The analogous situation for class groups is thinking about elements $x$ in $K^{\times}$ modulo $m$-th powers. Such $x$ defines an element of the class group if its valuation is a multiple of $m$ at all finite places of $K$. For each $x$ this is true outside a finite set $S$ as the valuation is even $0$ there. If we fix an $S$ however in advance, we get a much larger group. A set of ideals representing all elements of the class group can be chosen in many ways; any choice gives a finite list of $S$ such that no place $v$ outside $S$ appears in any of these ideals; but you can't hope for an $S$ that works for all choices.
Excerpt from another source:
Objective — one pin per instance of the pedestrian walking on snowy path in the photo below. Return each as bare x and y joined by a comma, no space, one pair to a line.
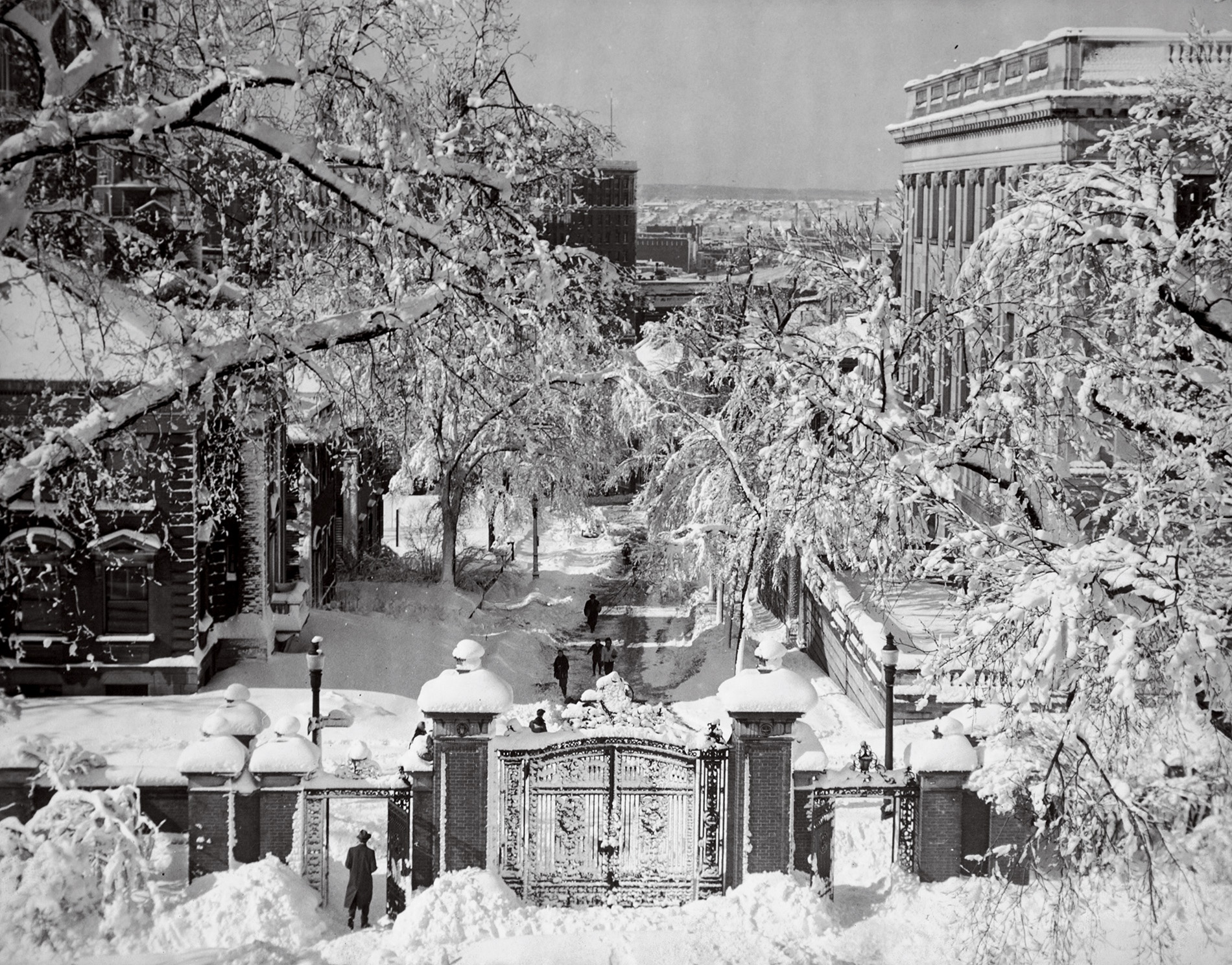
561,672
362,864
The point is that one needs to impose at least some condition outside $S$. I recommend, for any fixed $n$, to view $Ш[n]$ as the kernel of $$ H^1\bigl(G_S(K), E \bigr)[n] \to \bigoplus_{v \in S} H^1(K_v, E)[n]$$ where $S$ is the set containing all places where $E$ has bad reduction, all infinite places and all places dividing $n$. Here $G_S(K)$ is the Galois group of the maximal extension of $K$ unramified outside $S$. This already imposes on the torsor a condition at all places outside $S$ and each element of $Ш[n]$ has a torsor that satisfies this condition.

If $Ш$ is finite a finite $S$ will do without taking $n$-torsion. Proving that a finite fixed $S$ will do for all of $Ш$ seems to me as hard as showing that it is finite.